– C'est la bande-annonce de ce qui nous attend cet été…
– Tu es sûr que c'était un moustique ?
– Sûr et certain. Comme on l'est lorsque l'on dort.
– Tu as été piqué ?
– Non, je pense qu'il est passé en éclaireur.
– Ça ne t'a pas empêché de dormir, je t'ai entendu ronfler...
– J'ai eu chaud.
– Tu as cru y passer ?
– Non, réellement…
– Comme lorsqu'on rêve ?
– Justement, j'ai fait un drôle de rêve : Eddy Mitchell était mort.
– Quoi ?
– Eddy Mitchell.
– Je pensais qu'il était déjà mort...
– Ne parle pas de malheur.
– Tu aimes Eddy Mitchell, toi ?
– Je ne sais pas. Un peu. Disons qu'il m'est familier. Tu vois, la mort de Johnny m'a laissé totalement indifférent, mais celle de tonton Eddy me chagrinerait, je pense... Je l'ai beaucoup écouté à une certaine époque.
– Tu étais triste ?
– A cette époque ?
– Dans ton rêve.
– Certainement. Bouleversé, dirais-je – si on utilisait dans les rêves le même vocabulaire frelaté que dans notre pauvre réel…
– C'était quelle époque ?
– Dans le rêve ?
– Celle où tu écoutais Eddy Mitchell.
– L'adolescence. J'étais baigné de variétés, de chansons populaires, comme disait l'autre. Avec les radios, qu'on nommait périphériques, que mes parents écoutaient, la télé...
– La Dernière séance.
– Oui. Mais ça, c'est venu après. Je ne ratais aucune diffusion. Ce qui plaisait tant à un pauvre type comme moi, qui n'avait aucune culture, c'était la salle de cinéma, le dessin animé de Tex Avery, les anciennes pubs et la double programmation. On regardait ça en famille... Sans parler évidemment de la présentation des films, un mot sur le réalisateur Budd Boetticher ou John Sturges, tout cela avec le ton de tonton Eddy, son humour...

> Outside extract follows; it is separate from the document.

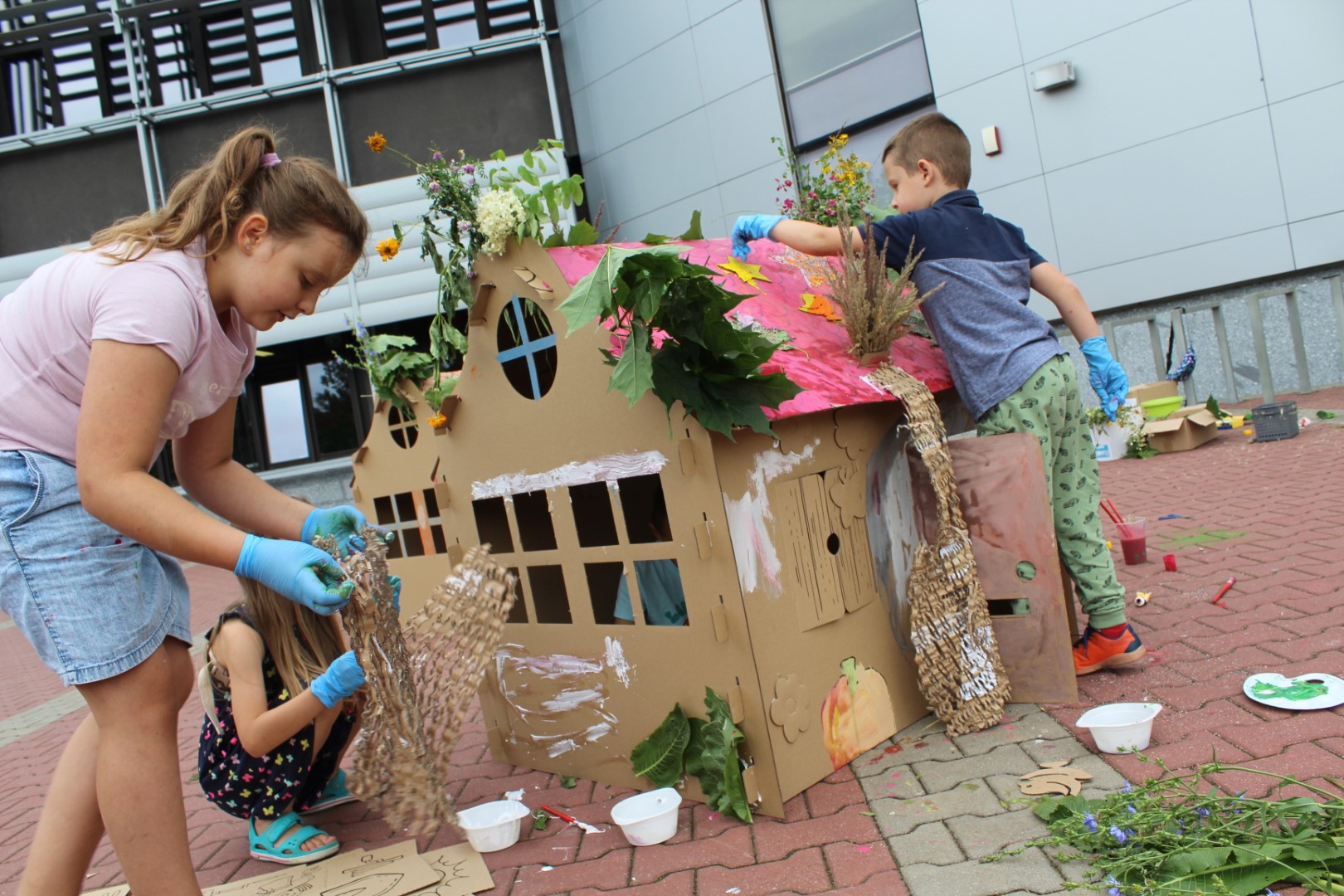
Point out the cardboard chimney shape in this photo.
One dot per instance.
(791, 553)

– C'est drôle, il ne m'a jamais beaucoup intéressée. La seule chanson dont je me souviens, c'est « La Fille aux yeux couleur menthe à l'eau ».
– Je crois que le titre était plus court, mais oui, c'est une belle chanson. Dont je n'ai saisi les paroles que bien plus tard. Mais j'aimais ce type avant les années 80. Avec des chansons comme « Le Parking maudit ».
– Il avait le sens des titres !
– Je te sens moqueuse.
– Avoue que ce n'est pas commun, une chanson sur un parking.
– C'est surtout une chanson sur des contractuelles.
– De mieux en mieux...
– Des filles pas très jolies qui sont contractuelles le jour. Mais gagnent leur vie la nuit, devenant belles dans le noir.
– Sur ce fameux parking ?
– Tu as tout compris.
– Ce n'est pas possible. Là, c'est toi qui te moques !
– Pas du tout. Et ce n'est pas fini. Tu ne connais pas le père Moine...
– Le père Moine ?
– Tonton Eddy, alias Claude Moine.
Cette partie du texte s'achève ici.